The rarest complications are those that are one of a kind. By this uncompromising standard, one of the most exotic watches in existence is the Blancpain Villeret Traditional Chinese Calendar.
The traditional Chinese calendar differs in a number of significant ways from the Gregorian calendar, which is used throughout most of the world as the standard civil calendar. The most basic Gregorian feature is that it’s based on a solar year, with a length of 365 days. Since the year is actually slightly longer—365.25 days to be exact—after four years the calendar is short one day, necessitating the addition of a 29th day to February to make up the difference.
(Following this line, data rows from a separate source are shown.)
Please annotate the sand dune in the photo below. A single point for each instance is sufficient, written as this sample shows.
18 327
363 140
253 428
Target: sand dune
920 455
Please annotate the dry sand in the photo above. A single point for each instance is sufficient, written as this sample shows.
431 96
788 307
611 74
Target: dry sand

The Chinese calendar, however, is based on moon cycles and each month starts with the new moon. The most important difference this marks between the two is that while the Gregorian necessitates the insertion of an extra day once every four years, the Chinese calendar necessitates the addition of an extra month from time to time, as a lunar year of 12 months is about 11 days shorter than a solar year.
The Chinese calendar also has a ten-year cycle combining the five elements of Taoist Chinese cosmology (water, wood, fire, earth and metal) with yin and yang. The latter are represented through a system known as the Ten Celestial Stems, each of which is either male or female in nature. This tenyear cycle combines with a 12-year cycle based on the 12 animals of the Chinese zodiac, to produce a 60-year cycle that determines the animal sign and the associated element under which one is born. Finally, under the traditional Chinese system the day is divided into 12 rather than 24 hours.
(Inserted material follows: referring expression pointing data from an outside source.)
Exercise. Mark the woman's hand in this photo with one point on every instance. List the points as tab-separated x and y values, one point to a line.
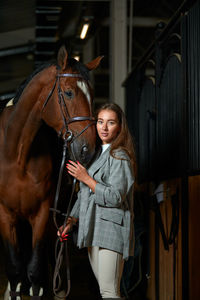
79	172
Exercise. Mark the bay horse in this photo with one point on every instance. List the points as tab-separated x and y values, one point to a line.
58	96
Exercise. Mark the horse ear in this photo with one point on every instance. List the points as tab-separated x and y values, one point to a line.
94	63
62	57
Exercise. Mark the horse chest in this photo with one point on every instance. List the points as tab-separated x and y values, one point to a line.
23	193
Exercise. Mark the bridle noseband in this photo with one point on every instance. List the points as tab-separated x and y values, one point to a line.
68	135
This is the first wristwatch that shows the date and time according to both Chinese and Gregorian civil systems. Conventional hour and minute hands show daily civil time, with a blued steel serpentine date pointer showing the date according to the Gregorian calendar. According to the Chinese system, the hour of the day is shown in a sub-dial at 12 o’clock, while the yearly element, and the associated Celestial Stem, are shown at 3 o’clock in a sub-dial with the yin-yang symbol at its center.
The sub-dial at 9 o’clock shows the traditional Chinese month, lunar day and an indication for the leap month of the Chinese calendar. The entire dial is anchored by a moon-phase display at 6 o’clock. At 12 o’clock there is a small window showing the animal of the Chinese zodiac corresponding to the current year.
Despite its complexity, the watch is relatively user friendly, as all the indications can be adjusted using pushers located under the lugs where the strap is attached. This system, which is patented by Blancpain, means that the case profile is pleasantly uncluttered and at the same time avoids the need to use a special tool to press recessed correctors, the system most commonly used in perpetual calendar watches.